I think you need to split the science from the culture techs.

Have two "tech trees" one for beakers and one for culture with some techs in both (like Philosophy).

The irony about this is that Ancient Greece had the lead in both 'science techs' and 'culture techs'. Social Policies also sortof were intended to be a culture tech system.
 
I totally agree that changing the tech tree structurally. It will definitely adds randomness into the game. Adding natural disasters also produces extra randomness, a very good idea.

So far, no body has mentioned about diplomacy. I suppose that is because the each Civ leader is quite hard-coded. If the diplomacy module could be refined and more sophisticated, the whole game will definitely behave less deterministic. Imagine, that the leader is dead and another figure is newly elected changing the history of the civ entirely, like what happened before WWII in out history.

Besides, the discovery of new resources, competition of new military tech between civ are not simulated in great depth. The interaction between player and AI is very limited so far. And also, why spies cannot be created but needs to be re-spawned?
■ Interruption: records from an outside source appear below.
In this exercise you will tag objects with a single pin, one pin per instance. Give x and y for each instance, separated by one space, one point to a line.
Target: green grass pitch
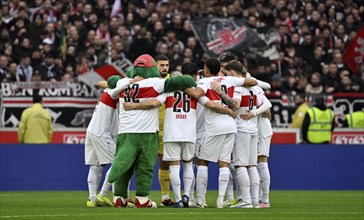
284 205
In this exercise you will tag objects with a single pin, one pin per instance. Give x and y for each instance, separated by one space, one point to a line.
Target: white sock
242 179
106 185
93 180
230 187
254 184
264 175
192 190
175 181
142 199
187 177
224 174
201 183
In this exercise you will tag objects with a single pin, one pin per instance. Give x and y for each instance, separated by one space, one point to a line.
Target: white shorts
264 145
199 139
99 150
217 148
245 152
175 151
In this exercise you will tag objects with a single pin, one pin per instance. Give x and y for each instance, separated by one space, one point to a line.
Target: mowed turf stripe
173 213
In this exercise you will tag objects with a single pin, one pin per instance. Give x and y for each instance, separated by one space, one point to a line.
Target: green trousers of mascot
134 151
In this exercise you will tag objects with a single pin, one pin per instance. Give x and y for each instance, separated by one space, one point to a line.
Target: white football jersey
180 117
251 98
264 125
216 123
104 119
200 118
140 121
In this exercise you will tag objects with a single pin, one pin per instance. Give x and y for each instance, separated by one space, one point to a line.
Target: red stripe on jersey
231 91
212 95
145 92
170 102
245 100
107 100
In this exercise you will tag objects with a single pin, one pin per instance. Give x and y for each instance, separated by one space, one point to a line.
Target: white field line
173 213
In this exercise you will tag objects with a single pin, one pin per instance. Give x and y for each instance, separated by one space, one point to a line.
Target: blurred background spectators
59 40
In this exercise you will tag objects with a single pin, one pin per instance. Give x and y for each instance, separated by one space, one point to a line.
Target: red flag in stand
354 54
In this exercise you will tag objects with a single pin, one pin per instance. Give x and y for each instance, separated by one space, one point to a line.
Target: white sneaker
219 204
202 205
242 204
228 203
192 204
264 205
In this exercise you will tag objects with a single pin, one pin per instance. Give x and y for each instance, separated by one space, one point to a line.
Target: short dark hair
213 65
189 68
236 66
226 57
161 57
37 98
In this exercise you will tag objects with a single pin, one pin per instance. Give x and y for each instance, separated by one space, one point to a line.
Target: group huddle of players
224 119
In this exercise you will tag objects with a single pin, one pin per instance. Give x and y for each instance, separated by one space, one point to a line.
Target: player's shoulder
257 89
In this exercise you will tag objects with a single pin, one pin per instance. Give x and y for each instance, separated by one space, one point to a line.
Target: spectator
4 73
300 112
48 70
35 126
355 119
314 86
313 33
24 71
318 123
331 79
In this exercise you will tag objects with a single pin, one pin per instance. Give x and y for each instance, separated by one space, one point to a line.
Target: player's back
264 124
180 118
248 103
140 121
216 123
103 117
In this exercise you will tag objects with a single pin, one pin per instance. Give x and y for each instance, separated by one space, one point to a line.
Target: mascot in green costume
137 141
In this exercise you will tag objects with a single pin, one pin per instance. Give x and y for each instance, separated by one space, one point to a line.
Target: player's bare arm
250 114
251 81
267 114
232 103
102 84
141 105
221 109
194 92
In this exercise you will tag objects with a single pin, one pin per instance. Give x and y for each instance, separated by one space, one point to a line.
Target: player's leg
94 172
187 155
224 159
253 172
105 151
126 153
172 155
263 170
202 170
230 187
144 167
241 161
121 189
92 180
192 200
164 175
201 182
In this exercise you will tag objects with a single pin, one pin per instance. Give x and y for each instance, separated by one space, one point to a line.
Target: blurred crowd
313 36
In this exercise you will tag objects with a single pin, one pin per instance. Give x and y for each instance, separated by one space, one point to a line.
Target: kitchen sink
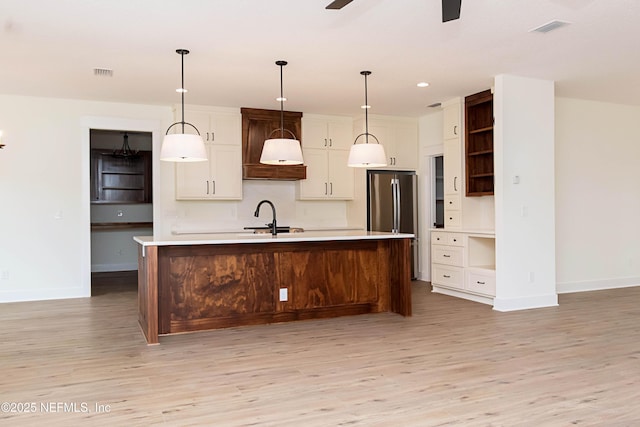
267 230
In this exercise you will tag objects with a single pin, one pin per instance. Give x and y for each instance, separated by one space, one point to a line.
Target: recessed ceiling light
103 72
550 26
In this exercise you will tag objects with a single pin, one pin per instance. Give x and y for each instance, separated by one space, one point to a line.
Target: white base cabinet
463 264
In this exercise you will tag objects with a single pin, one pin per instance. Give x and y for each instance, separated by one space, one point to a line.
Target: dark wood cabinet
257 126
479 144
120 179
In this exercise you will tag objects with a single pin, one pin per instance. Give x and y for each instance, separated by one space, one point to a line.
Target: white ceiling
49 48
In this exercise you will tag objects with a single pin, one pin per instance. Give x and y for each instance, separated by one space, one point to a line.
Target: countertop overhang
248 237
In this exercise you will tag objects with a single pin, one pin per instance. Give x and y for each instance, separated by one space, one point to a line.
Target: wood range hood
257 124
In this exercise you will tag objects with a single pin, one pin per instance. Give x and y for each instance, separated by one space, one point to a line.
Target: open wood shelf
479 144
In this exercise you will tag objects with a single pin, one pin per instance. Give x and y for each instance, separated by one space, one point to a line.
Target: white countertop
250 237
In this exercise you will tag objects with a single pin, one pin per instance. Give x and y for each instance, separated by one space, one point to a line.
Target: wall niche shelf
479 144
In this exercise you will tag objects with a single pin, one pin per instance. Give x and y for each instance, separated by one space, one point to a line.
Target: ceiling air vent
102 72
549 26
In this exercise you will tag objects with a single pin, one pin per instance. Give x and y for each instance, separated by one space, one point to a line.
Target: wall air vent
102 72
549 26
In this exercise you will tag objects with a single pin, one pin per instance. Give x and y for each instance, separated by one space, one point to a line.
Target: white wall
525 210
597 195
44 188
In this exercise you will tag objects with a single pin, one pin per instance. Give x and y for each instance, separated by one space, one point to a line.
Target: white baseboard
525 303
101 268
43 294
461 294
597 285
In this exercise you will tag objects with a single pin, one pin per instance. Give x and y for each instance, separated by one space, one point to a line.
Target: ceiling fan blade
338 4
450 10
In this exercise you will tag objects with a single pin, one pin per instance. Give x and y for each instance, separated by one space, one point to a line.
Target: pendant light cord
182 52
281 64
366 110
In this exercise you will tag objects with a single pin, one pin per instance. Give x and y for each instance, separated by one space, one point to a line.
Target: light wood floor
454 363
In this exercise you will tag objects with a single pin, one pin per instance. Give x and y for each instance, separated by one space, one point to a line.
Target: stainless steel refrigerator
392 206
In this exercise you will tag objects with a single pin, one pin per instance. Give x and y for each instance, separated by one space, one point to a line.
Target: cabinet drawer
452 202
439 238
452 219
481 283
455 239
447 276
449 255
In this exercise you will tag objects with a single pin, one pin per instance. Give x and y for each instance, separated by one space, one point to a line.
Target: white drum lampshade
367 156
182 147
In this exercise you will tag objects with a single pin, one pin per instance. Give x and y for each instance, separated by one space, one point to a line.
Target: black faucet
273 225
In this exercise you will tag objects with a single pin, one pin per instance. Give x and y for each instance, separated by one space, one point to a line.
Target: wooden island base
185 288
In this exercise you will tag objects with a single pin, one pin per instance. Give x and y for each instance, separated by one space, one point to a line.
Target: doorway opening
121 206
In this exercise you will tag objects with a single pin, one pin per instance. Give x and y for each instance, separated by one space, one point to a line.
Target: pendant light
366 155
281 151
183 147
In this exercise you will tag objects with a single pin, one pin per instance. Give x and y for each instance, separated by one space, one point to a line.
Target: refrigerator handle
395 196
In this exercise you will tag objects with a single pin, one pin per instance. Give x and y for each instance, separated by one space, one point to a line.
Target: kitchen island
198 282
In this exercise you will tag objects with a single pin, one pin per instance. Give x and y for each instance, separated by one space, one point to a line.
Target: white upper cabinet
327 132
326 141
398 136
452 122
221 176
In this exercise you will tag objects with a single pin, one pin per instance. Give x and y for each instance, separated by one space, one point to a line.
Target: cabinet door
405 137
340 135
314 133
452 166
226 172
452 128
226 129
192 179
341 176
200 119
316 186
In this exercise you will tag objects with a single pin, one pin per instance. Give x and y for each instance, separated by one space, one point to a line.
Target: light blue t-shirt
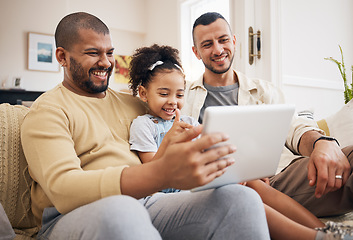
147 131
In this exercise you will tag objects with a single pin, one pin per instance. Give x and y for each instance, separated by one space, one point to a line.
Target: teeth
102 74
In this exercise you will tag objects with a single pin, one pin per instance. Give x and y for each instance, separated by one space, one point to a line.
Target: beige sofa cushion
15 181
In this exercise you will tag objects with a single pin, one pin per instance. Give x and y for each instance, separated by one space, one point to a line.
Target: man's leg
229 212
116 217
293 181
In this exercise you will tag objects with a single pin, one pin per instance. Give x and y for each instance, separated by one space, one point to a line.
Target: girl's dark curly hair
145 57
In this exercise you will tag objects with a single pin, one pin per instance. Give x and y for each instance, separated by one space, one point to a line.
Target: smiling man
318 177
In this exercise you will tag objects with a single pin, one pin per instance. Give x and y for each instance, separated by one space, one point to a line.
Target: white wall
133 23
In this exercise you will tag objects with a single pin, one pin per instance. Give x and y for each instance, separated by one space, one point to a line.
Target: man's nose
104 61
217 49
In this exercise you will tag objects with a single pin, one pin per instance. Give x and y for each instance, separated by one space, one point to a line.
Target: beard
212 69
79 77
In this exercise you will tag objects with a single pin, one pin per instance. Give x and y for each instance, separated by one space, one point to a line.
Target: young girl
157 76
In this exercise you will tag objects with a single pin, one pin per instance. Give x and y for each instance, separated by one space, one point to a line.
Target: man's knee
115 217
236 195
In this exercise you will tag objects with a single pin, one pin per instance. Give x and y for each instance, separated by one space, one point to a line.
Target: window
190 10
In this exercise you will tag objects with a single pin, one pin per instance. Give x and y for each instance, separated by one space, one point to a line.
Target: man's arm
326 161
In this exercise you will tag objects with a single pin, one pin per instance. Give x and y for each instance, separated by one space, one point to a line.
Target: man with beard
87 182
321 182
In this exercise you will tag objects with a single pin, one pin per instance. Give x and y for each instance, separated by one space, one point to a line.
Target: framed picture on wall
41 53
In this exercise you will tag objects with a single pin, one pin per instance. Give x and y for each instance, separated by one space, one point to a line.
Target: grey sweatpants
229 212
293 181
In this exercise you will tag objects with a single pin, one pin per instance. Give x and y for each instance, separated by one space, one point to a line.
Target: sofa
15 181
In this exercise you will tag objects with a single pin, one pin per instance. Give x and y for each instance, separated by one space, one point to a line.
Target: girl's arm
177 128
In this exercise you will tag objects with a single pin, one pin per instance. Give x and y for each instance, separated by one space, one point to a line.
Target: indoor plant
348 90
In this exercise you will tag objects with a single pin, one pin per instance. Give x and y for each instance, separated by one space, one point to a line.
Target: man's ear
60 54
194 49
143 93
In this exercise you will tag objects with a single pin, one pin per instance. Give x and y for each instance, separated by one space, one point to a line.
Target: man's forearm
306 142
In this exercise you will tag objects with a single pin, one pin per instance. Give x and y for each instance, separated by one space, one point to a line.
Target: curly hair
145 57
67 31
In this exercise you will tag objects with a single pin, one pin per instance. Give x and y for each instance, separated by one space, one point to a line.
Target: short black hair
206 19
144 58
67 31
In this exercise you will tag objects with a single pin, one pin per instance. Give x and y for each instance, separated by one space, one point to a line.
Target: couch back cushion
15 181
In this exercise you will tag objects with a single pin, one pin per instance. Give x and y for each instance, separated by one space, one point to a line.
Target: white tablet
259 133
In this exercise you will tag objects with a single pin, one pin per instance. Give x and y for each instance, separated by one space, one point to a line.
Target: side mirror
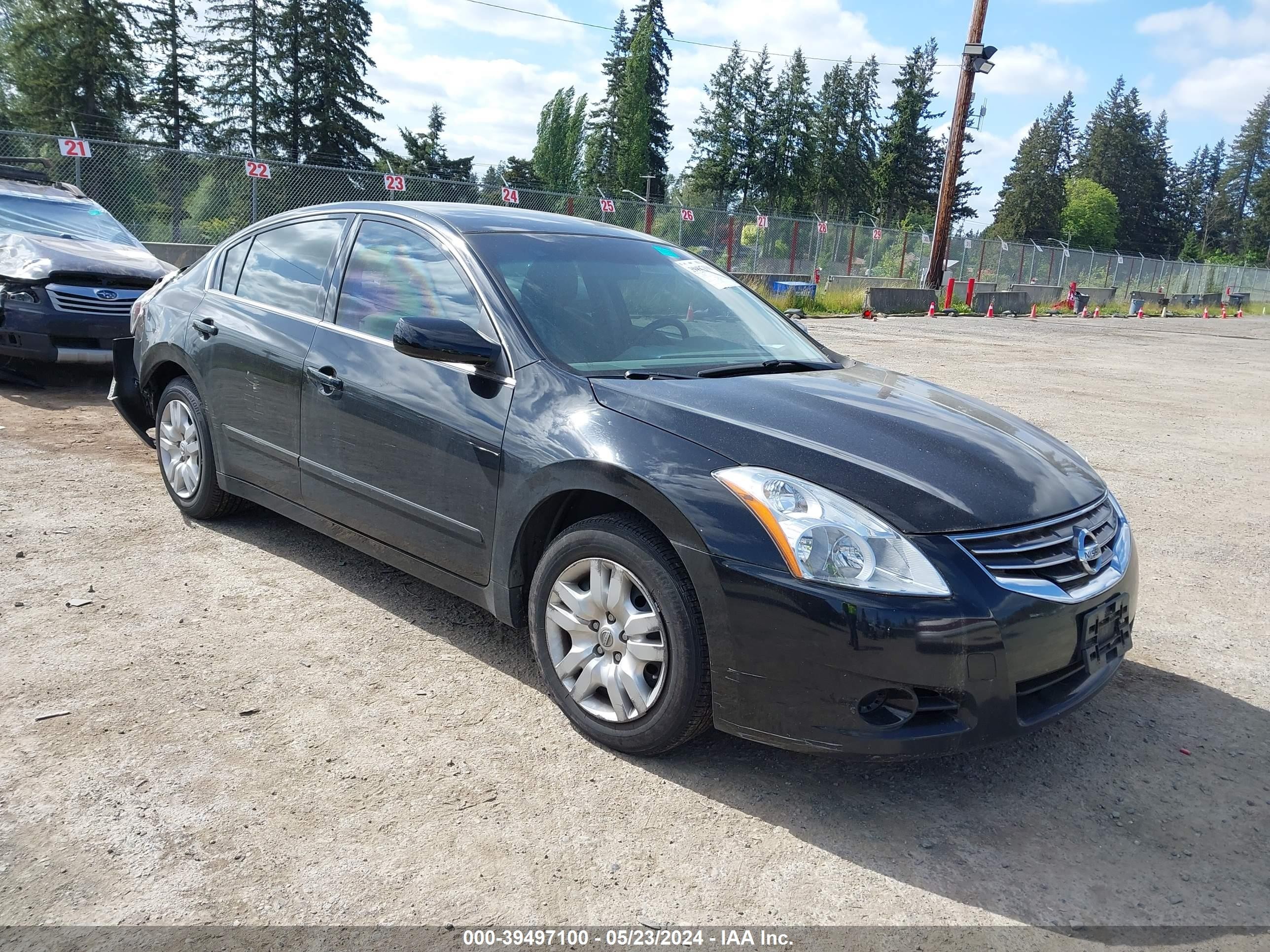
444 340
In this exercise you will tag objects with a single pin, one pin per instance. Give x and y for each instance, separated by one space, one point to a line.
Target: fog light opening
888 708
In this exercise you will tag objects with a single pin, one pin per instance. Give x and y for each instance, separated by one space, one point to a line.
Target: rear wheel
619 636
186 457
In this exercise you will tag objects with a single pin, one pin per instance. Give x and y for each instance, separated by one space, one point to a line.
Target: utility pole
975 59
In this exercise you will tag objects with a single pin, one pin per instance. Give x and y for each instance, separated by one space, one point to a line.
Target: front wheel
618 633
186 460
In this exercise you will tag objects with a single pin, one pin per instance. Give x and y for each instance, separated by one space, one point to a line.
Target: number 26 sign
75 148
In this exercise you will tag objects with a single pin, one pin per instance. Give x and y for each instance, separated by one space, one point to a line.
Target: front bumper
792 660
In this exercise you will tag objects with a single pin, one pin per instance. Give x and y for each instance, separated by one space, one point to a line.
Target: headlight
828 539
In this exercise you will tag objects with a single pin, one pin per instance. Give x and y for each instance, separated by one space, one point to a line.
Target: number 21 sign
75 148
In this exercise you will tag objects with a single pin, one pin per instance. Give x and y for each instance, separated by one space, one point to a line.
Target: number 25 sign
76 148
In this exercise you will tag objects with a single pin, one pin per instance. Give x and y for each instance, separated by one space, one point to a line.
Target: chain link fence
169 196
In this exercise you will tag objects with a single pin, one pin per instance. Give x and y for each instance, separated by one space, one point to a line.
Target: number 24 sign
76 148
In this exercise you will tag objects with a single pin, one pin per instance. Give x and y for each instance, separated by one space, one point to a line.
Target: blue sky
493 70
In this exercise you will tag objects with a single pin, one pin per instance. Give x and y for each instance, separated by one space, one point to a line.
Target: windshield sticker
703 271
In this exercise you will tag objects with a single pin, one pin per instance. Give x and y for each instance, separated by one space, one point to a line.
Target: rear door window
393 273
286 267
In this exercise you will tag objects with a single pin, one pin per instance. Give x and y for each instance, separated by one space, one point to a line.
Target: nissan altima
702 516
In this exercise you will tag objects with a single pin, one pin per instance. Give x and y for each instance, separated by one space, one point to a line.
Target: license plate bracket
1105 634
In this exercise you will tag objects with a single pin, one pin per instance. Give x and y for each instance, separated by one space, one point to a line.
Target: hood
924 457
36 258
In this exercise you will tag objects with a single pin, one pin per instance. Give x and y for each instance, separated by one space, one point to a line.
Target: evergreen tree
715 137
1249 158
342 98
74 61
793 115
241 80
600 166
558 154
756 126
657 84
635 112
907 172
171 106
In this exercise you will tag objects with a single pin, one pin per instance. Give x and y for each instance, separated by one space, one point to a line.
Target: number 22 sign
76 148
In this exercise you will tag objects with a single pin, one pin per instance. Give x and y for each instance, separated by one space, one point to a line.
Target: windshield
607 306
59 219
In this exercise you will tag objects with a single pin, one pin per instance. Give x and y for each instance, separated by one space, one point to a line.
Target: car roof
468 219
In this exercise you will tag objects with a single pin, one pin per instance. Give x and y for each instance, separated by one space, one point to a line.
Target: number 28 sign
75 148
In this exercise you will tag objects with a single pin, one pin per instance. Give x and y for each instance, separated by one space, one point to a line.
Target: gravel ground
404 766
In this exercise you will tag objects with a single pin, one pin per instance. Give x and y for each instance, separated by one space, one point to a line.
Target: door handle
327 380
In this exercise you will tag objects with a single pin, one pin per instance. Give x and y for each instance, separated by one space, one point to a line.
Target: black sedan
703 516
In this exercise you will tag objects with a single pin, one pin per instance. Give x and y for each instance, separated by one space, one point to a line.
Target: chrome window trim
1122 550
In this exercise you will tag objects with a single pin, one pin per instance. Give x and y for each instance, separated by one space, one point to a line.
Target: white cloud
1223 69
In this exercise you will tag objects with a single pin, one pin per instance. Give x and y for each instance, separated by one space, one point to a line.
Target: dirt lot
406 767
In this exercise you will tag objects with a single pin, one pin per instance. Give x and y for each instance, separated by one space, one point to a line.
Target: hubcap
178 448
606 640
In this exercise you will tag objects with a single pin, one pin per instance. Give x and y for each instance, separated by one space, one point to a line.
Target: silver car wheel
179 452
606 640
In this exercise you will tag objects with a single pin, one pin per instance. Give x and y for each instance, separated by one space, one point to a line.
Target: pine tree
600 166
74 61
171 104
656 88
1249 158
558 154
635 112
756 126
793 116
342 98
241 80
907 172
715 139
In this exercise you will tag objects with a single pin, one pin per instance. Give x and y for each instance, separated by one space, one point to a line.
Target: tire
208 501
678 686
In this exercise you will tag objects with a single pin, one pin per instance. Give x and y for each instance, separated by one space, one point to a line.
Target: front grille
1046 551
84 301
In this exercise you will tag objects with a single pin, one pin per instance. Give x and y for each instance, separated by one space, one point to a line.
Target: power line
686 42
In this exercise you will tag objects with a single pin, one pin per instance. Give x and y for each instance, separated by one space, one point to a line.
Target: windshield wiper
773 366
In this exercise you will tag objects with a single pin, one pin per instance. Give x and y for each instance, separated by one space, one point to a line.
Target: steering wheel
662 323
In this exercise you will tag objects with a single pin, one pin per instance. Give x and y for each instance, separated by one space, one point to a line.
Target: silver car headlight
828 539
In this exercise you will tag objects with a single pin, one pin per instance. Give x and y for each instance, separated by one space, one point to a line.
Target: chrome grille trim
1047 567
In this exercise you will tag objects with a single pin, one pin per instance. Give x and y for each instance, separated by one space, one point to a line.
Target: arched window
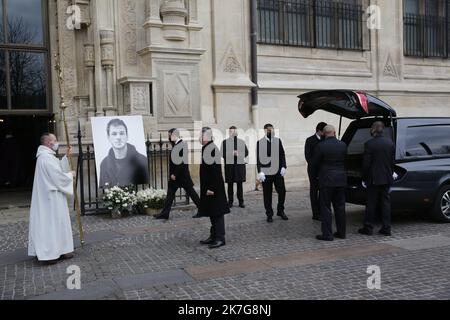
23 56
427 28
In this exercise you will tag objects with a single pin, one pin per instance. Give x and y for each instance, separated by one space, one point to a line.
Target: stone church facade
177 62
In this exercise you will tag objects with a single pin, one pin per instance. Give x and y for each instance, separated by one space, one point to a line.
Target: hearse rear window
428 141
361 136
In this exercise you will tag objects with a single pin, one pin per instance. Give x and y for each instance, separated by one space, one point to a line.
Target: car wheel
441 210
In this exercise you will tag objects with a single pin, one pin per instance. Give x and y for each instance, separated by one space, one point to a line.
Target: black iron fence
313 23
426 36
91 195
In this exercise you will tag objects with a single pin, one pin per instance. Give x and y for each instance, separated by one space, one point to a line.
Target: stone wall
180 61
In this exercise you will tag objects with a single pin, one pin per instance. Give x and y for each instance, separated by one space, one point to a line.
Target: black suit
328 164
271 165
310 145
378 169
179 167
235 171
215 206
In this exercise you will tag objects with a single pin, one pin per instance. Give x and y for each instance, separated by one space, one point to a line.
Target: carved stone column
174 15
89 62
153 23
107 58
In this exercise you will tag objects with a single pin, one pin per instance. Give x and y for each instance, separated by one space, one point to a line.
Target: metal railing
426 36
312 23
91 196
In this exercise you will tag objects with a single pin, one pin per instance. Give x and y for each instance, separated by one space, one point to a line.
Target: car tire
441 208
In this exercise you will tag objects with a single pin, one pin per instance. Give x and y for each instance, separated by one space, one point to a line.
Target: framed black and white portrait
120 151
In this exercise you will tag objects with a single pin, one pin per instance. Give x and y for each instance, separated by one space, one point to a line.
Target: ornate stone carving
85 12
89 55
129 19
174 15
231 62
140 97
390 69
67 59
136 96
107 47
177 102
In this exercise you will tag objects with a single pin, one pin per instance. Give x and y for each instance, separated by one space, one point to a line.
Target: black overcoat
179 165
211 179
235 167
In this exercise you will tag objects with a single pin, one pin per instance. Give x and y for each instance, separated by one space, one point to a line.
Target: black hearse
422 149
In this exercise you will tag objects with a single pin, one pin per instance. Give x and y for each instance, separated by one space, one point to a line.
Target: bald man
328 165
50 231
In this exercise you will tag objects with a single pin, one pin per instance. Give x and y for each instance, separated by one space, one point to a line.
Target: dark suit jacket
270 164
131 170
235 171
211 179
328 163
378 163
179 164
310 145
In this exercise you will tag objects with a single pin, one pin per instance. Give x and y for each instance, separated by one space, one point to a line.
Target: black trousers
335 196
240 192
171 193
280 187
314 195
378 197
218 228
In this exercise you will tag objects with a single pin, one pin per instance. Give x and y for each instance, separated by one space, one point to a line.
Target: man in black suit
328 164
234 151
213 200
271 164
180 177
310 145
378 176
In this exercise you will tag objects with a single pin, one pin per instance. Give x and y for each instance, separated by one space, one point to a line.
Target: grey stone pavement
140 258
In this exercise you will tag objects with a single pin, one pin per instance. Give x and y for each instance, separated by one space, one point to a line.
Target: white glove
261 177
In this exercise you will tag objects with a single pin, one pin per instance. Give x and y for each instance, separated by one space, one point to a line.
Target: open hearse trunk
364 109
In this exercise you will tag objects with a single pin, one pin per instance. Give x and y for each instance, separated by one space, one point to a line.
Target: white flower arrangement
151 198
120 198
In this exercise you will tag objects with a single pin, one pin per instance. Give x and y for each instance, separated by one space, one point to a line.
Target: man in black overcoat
234 151
310 145
179 175
271 165
378 176
328 165
213 200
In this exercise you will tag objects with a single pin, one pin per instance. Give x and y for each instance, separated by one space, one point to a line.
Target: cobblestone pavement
140 258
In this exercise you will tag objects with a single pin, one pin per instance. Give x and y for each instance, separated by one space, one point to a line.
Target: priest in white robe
50 233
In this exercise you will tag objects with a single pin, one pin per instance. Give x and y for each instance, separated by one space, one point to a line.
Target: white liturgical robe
50 232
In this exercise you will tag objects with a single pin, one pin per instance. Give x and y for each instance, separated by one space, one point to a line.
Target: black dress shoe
283 216
48 262
340 236
322 238
216 244
385 233
365 231
207 241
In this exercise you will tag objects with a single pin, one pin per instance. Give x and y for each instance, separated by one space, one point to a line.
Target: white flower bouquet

And why not adding city states into the diplomacy infrastructure?
 
But in addition to barbs you could have a next tier of revolutionaries or pirates or something, units that appear under the conditions that would cause instability in versions of civ that simulate that sort of thing. I'm itrigued just by the design of the game where as you develop along, there's a menace that grows with you - the resentment of the excluded, whoever they are. They deterministically appear and drive down rapid social development. So in pacing they are a negative feedback effect, and also they help to fill up the map and fill up time in a "hugfest". In later later eras they would go away, though. Maybe you could have revolutionaries, international fugitives, and terrorists, but the safer bet for a base game would be the quantified stability measure. .... the same system as all along (civ V happiness only without the SUCK), but in its Final Form, so to speak, much variety in appeasing it but difficult challenge for any method, and a slope of failure that's punishing but not arresting.
I like this idea that barbarians don't stay just the stupid axe wielding idiots but develop in time, and I really like the 'menace that grows with you'. They could be correlative to your (or the general) level of development. As industrialism expanded in England, so did the working class and so too did unions, strikes, protests, revolutionary organisations and so on. Imagine communards capturing one of your cities and you having to do a deal with a former enemy to crush this emerging mutual threat. Imagine your development held hostage by striking workers with whom you may deal or suppress, possibly risking revolution. I have no idea how this would work and I agree that it would be a less easy 'limiting factor' than corruption or whatever, but it certainly would be unique.